As the amount of data that needs to be transported increases, faster and more complex networks are needed. These networks require significantly more processing power than the ones previously described and also use orders of magnitude more bandwidth, due to the amount of data that needs to be moved from one place to another.
In the late 1990s, the automotive industry developed MOST technology to fulfill its audio and video communications needs. The network was conceived, from the beginning, to send continuously flowing, time-sensitive data to various devices, with the primary intention of simplifying automotive information and entertainment systems.
There are now more than 165 car models with MOST networks in them, according to the MOST Cooperation, the association of car makers and their suppliers that is the caretaker of the standard. There are also more than 150 million devices deployed to implement the technology, with some high-end cars including up to 15 devices each.

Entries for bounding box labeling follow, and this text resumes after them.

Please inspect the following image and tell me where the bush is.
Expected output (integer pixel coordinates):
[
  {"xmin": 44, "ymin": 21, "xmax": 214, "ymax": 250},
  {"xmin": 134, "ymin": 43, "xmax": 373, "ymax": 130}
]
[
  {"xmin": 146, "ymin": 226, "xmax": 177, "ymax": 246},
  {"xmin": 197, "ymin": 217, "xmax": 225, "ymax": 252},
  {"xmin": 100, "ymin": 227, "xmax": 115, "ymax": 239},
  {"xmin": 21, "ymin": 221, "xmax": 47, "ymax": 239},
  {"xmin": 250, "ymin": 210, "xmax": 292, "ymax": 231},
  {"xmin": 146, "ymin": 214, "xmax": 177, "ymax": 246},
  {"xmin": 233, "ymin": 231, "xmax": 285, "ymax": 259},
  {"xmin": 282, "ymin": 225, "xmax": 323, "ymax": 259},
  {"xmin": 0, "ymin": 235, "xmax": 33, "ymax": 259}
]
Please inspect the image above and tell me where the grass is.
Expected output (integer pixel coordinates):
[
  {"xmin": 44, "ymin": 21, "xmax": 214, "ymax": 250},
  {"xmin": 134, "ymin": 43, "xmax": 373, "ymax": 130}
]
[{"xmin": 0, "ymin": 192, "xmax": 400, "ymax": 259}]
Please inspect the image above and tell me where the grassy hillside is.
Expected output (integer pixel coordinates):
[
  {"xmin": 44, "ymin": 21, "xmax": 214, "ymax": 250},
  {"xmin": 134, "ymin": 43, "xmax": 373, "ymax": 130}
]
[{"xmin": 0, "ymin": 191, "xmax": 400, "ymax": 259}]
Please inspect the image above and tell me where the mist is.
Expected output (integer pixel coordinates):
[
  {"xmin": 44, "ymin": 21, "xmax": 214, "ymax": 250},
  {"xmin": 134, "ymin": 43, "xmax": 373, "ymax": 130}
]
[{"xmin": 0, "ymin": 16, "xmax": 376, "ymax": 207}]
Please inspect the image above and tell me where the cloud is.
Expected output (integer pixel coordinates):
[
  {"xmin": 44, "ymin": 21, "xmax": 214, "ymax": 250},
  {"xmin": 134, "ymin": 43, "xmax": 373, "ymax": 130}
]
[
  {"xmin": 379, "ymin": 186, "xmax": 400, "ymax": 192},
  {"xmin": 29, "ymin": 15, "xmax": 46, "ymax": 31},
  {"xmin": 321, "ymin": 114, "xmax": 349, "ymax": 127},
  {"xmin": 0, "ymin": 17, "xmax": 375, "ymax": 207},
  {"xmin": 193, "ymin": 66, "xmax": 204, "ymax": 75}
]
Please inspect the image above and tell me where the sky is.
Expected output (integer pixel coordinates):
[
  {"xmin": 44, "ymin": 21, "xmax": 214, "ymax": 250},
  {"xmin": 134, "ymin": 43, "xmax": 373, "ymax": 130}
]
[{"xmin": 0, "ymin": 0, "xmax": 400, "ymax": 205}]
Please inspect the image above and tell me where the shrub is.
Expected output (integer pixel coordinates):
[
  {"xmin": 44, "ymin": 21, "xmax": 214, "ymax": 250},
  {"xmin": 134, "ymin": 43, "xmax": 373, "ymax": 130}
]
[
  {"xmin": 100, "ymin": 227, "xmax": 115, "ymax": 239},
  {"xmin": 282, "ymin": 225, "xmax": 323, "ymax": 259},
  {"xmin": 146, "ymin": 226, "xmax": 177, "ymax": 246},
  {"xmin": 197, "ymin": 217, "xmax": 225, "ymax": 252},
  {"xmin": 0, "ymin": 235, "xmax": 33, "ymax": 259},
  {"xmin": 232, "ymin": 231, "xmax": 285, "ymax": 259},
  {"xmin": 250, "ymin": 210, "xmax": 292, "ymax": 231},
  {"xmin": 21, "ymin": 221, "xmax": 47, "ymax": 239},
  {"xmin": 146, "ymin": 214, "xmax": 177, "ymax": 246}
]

The Internet Protocol (IP) has also become important as the car connects to the outside world. Most of the traffic in the IT world uses various protocols geared around Ethernet and IP packets, and many applications rely on this standard to process the information that can be flowing in and out of the car to reach all the way around the world.
Despite often being portrayed as adversaries where only one should prevail, MOST technology and Ethernet each have certain advantages, and there is a lot of synergy between them. In fact, the MOST150 standard natively supports a dedicated Ethernet-packet channel that can carry unmodified Ethernet frames.